I do a commit on the neo4J every 1000 entries as shown in line 131.

Anyone, any idea how to do further tracing where the error is originated from?
I wouldn't consider this already big data.

Thank you very much in advance.
Kind regards,
MalteR

This is really hard to read, can you put in some effort with code blocks and indentation to make it more readable.

1 Like

Hi Michael,
actually the first couple of edits did work and now I seem to be no longer able to edit.
Is there any hint you can provide me with how to do formatting accordingly?
Thanks.
Malte

I did the formatting for you, perhaps a limit in the forum system to prevent spamming.

Your code looks ok, I would remove all the System.exit(0) and see how / when the shutdown hook could be called elsewhere (it's called when the JVM shuts down.).
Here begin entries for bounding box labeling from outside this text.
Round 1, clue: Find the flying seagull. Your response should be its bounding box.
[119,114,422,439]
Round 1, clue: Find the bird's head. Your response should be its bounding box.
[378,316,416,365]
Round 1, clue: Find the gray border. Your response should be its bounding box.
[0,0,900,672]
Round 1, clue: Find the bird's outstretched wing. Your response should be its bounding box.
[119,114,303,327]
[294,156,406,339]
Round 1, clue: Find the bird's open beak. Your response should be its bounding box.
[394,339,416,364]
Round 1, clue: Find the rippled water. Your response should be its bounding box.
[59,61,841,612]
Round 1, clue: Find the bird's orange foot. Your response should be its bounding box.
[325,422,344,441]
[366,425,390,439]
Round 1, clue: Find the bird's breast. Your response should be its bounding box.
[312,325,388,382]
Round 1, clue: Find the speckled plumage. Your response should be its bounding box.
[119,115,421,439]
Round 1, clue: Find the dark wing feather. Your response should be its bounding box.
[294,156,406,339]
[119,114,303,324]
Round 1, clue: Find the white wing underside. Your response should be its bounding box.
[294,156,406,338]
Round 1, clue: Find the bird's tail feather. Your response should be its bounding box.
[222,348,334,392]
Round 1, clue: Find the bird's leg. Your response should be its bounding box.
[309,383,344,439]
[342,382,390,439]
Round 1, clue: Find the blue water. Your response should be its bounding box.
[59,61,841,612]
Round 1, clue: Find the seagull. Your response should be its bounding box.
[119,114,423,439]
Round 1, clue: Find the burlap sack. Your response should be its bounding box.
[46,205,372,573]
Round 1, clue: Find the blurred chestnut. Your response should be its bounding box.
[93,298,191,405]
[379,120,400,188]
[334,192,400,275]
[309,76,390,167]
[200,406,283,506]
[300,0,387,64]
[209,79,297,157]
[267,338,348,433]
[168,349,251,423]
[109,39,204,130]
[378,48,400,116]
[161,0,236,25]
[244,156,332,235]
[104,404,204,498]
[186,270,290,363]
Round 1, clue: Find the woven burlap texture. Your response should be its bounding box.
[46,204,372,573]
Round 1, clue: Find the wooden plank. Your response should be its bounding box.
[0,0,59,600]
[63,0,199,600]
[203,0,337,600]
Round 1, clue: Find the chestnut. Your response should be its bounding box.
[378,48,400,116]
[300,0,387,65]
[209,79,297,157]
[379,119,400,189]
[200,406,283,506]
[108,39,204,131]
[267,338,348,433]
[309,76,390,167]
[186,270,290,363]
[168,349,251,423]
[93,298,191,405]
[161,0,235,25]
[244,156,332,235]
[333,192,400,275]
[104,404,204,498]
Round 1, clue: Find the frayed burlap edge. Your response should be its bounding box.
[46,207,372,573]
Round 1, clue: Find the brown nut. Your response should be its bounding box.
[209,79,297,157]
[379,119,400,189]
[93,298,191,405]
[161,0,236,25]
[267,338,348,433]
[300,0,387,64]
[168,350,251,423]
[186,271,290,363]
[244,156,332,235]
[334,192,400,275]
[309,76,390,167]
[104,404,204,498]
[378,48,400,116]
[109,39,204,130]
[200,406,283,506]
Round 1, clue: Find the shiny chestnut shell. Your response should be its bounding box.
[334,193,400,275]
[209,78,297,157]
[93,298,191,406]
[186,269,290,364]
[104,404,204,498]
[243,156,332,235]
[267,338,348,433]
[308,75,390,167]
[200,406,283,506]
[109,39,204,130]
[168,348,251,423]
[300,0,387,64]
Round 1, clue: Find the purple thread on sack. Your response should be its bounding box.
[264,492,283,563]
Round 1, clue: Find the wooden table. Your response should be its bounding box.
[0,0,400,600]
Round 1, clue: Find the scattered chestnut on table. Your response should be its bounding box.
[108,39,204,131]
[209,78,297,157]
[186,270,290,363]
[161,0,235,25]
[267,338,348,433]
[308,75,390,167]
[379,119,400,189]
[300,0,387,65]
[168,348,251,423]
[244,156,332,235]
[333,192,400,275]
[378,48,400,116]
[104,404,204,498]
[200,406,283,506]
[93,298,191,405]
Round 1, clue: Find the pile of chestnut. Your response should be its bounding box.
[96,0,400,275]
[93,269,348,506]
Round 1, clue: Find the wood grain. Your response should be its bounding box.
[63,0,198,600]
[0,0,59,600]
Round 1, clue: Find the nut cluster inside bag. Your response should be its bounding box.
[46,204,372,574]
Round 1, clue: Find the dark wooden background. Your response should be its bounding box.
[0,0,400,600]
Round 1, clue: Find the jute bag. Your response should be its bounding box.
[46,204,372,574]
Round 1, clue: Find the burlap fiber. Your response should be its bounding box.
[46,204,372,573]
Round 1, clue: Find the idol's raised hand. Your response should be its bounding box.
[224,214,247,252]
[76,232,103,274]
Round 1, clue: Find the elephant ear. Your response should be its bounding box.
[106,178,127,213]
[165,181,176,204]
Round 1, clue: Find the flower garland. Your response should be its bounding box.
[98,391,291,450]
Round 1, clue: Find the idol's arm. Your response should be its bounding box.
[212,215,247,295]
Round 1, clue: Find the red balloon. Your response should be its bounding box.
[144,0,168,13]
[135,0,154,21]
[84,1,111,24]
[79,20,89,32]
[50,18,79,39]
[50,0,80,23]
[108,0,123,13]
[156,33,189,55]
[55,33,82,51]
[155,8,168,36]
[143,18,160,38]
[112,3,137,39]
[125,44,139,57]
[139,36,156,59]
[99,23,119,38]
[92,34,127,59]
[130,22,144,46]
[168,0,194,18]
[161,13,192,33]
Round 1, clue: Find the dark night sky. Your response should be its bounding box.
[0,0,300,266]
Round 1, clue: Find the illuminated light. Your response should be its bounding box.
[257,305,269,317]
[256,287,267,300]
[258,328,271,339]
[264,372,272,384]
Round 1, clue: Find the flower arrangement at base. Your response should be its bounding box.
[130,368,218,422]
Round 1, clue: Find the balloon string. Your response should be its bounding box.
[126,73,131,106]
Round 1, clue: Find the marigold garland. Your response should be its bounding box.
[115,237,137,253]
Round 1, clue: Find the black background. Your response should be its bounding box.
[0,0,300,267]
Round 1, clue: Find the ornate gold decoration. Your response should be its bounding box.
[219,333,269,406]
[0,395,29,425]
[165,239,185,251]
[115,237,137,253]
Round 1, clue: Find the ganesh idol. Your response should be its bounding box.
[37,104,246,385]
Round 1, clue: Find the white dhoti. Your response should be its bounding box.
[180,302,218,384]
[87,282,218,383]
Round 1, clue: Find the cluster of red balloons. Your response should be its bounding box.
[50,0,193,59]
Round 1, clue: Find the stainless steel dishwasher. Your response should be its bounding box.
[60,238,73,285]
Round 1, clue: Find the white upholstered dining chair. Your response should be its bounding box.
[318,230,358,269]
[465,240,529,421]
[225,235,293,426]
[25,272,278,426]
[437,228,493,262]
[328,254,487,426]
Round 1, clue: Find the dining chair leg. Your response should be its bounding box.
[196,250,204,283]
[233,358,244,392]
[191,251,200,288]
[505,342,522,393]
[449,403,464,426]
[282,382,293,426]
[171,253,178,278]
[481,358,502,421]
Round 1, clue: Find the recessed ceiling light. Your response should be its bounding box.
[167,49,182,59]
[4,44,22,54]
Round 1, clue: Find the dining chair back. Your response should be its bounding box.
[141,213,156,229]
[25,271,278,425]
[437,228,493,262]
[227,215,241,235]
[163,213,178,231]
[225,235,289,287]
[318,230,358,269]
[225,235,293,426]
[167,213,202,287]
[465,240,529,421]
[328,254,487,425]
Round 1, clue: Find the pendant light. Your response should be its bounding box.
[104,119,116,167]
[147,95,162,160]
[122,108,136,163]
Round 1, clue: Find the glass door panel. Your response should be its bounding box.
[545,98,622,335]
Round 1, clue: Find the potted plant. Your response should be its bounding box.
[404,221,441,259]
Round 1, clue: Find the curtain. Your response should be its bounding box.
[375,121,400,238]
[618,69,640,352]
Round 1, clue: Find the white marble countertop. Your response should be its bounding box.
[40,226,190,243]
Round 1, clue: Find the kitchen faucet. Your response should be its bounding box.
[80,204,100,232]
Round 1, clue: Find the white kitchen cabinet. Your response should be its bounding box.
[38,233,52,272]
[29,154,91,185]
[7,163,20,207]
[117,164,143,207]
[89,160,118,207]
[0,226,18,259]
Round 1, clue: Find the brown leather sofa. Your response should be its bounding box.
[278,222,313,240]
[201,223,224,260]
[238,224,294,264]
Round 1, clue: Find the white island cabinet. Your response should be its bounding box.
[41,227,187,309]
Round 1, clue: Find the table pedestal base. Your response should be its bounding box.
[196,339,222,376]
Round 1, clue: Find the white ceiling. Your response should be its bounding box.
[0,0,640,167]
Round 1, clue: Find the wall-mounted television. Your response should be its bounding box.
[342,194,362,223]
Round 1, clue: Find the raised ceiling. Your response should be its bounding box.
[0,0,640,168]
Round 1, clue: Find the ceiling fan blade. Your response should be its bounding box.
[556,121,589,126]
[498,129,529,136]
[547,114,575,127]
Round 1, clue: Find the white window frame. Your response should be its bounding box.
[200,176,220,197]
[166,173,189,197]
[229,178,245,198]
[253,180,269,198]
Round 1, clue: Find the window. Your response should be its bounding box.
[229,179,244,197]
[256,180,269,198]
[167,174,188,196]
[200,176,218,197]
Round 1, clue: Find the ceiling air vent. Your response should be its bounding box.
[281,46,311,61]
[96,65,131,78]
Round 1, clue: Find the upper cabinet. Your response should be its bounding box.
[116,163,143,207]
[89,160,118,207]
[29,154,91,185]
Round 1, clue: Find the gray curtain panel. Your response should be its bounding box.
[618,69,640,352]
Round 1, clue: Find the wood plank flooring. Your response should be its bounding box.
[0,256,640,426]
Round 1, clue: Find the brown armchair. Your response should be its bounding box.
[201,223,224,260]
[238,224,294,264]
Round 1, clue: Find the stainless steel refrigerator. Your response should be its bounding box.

I hope the tx.success() is after your loop ends, was not 100% visible in the long code block (try to use smaller methods)

Hi Michael,

right now I do, when calling the "tx.sucess()", try to do a transaction based approach.
In SQL I would understand this as a commit each 1000 entries to be more memory efficient.
So this is wrong, if I do get you right? How do I just add a new session then each 1000 loops?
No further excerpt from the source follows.